Gu Yebai took a deep breath and slowly pressed the phone’s camera downward.
Gao Hongyi saw it.
She didn’t scream, nor did she immediately lose her temper.
It was like the final stillness before a storm.
“Hey, Uncle Bai.”
Gao Hongyi was still beautiful.
But an earthquake seemed to be happening in her pupils.
Sometimes they morphed into an eerie wine red, other times returning to a plain black… like two competing consciousnesses fighting for dominance inside her mind.
“Uncle Bai…”
Her voice was very low, yet gentler than ever before.
“What else is there to say?”
The invisible red thread coiled around again…
A thin, burning sensation wrapped around him like a python silently encircling its prey’s waist.
Gao Hongyi tilted her head.
“Uncle Bai, you know what?”
“The thing I hate most in this world is when someone touches something of mine without permission.”
“Especially something I love most.”
“Can you lower your phone a little?”
“Let me take a closer look at that cake…”
Gu Yebai slowly lowered his phone, letting the camera focus more clearly on the table.
“It looks so delicious…”
“Eating strawberry mille-feuille cake, laughing and chatting with a girl, while I’m alone at school with a one-sided crush, thinking about Uncle Bai at home, thinking until I feel like I’m going crazy…”
“Is that fair, Uncle Bai?”
Cold sweat beaded on Gu Yebai’s forehead.
So terrifying.
If Gao Hongyi had exploded right then, it wouldn’t have been as frightening as this.
She was just saying the most heartbreaking things in the calmest tone.
The light in her pupils had gone out.
Ah, she had the vibe of a vengeful female ghost… beautiful, but terrifying…
“Xiao Gu!”
Just then, a man’s voice called out from a short distance away.
Gu Yebai looked up.
It was Gao Hongzhi.
At this time, Gao Hongzhi should have still been at the company.
Yet he had appeared at the café.
What perfect timing.
Gu Yebai looked at him like he was looking at his savior.
“Who knew these little sweets would taste so delicious,” Gao Hongzhi said as he walked toward Gu Yebai, giving him a wink.
“Uncle Gao…”
“We’ll have to buy you some decent clothes later.
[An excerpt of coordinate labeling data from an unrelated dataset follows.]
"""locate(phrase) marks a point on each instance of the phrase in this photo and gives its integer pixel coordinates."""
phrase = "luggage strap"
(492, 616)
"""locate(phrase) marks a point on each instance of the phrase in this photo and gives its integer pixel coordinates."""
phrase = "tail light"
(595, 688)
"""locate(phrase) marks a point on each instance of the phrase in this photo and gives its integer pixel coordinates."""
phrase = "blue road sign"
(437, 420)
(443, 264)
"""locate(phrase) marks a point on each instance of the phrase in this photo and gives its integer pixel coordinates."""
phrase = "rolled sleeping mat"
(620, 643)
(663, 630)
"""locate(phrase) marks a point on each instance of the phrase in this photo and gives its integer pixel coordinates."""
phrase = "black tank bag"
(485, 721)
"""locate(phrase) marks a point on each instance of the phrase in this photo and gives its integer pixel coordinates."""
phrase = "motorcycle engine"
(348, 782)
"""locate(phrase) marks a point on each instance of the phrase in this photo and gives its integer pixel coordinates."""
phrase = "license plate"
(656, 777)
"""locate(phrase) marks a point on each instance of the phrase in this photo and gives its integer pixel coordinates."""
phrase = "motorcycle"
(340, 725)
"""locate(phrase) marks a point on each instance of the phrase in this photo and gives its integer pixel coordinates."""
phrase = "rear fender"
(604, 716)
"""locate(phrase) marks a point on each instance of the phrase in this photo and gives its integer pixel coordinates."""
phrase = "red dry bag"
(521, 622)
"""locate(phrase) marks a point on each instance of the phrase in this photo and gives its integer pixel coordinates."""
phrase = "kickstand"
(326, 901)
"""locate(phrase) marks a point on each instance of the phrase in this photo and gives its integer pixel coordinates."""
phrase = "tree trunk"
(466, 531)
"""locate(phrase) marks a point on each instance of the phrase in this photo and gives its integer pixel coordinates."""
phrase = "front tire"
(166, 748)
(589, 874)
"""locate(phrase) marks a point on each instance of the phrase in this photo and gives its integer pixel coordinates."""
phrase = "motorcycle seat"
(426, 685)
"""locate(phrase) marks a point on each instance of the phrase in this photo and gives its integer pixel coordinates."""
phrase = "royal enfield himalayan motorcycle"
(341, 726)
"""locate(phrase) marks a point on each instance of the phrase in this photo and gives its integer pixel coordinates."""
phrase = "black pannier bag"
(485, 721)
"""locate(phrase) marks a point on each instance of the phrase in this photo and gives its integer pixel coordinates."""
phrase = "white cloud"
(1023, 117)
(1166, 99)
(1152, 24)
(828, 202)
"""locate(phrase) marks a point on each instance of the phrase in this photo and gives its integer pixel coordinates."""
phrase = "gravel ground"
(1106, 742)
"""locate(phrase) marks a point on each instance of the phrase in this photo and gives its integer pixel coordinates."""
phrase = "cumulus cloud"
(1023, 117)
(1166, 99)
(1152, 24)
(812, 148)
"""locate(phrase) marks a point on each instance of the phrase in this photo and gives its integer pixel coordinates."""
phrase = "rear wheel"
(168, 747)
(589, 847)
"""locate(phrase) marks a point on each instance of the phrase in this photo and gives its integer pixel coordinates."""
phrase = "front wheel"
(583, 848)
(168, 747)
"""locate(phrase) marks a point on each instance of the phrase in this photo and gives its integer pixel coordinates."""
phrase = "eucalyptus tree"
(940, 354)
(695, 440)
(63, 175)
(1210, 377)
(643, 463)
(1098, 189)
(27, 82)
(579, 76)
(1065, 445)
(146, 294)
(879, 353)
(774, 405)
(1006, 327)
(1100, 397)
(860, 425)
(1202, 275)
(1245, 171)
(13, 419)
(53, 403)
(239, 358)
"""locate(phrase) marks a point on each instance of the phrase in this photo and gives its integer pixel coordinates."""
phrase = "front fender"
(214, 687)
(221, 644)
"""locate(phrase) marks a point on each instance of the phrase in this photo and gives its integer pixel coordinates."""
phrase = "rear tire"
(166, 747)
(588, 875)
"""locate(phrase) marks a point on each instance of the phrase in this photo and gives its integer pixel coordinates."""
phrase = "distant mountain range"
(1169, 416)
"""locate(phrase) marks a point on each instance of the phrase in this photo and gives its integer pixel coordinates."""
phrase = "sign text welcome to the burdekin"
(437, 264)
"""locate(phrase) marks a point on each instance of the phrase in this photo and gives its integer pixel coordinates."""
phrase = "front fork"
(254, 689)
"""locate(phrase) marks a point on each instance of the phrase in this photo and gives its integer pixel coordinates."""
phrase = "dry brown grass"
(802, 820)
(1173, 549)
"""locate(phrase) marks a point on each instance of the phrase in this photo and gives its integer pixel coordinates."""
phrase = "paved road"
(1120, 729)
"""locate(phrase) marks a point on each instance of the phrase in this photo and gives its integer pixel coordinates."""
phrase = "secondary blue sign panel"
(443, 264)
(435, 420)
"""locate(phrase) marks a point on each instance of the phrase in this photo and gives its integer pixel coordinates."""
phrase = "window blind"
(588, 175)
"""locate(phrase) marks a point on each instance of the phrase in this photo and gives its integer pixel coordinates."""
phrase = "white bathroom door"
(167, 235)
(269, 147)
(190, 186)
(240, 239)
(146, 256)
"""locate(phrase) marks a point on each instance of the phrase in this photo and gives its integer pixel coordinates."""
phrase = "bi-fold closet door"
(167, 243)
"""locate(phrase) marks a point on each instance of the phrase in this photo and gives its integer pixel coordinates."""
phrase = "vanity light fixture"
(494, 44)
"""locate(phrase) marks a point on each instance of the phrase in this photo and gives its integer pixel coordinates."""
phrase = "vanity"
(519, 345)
School will be starting soon, after all. Getting prepared early can’t hurt. Finished your coffee?”
“Hm? Are you on a call with someone?”
“It’s Hongyi.”
Hearing the voice on the other end of the video call, Gao Hongyi’s expression, which had been on the verge of collapse, seemed to ease somewhat.
And Gu Yebai finally felt a weight lift off his shoulders.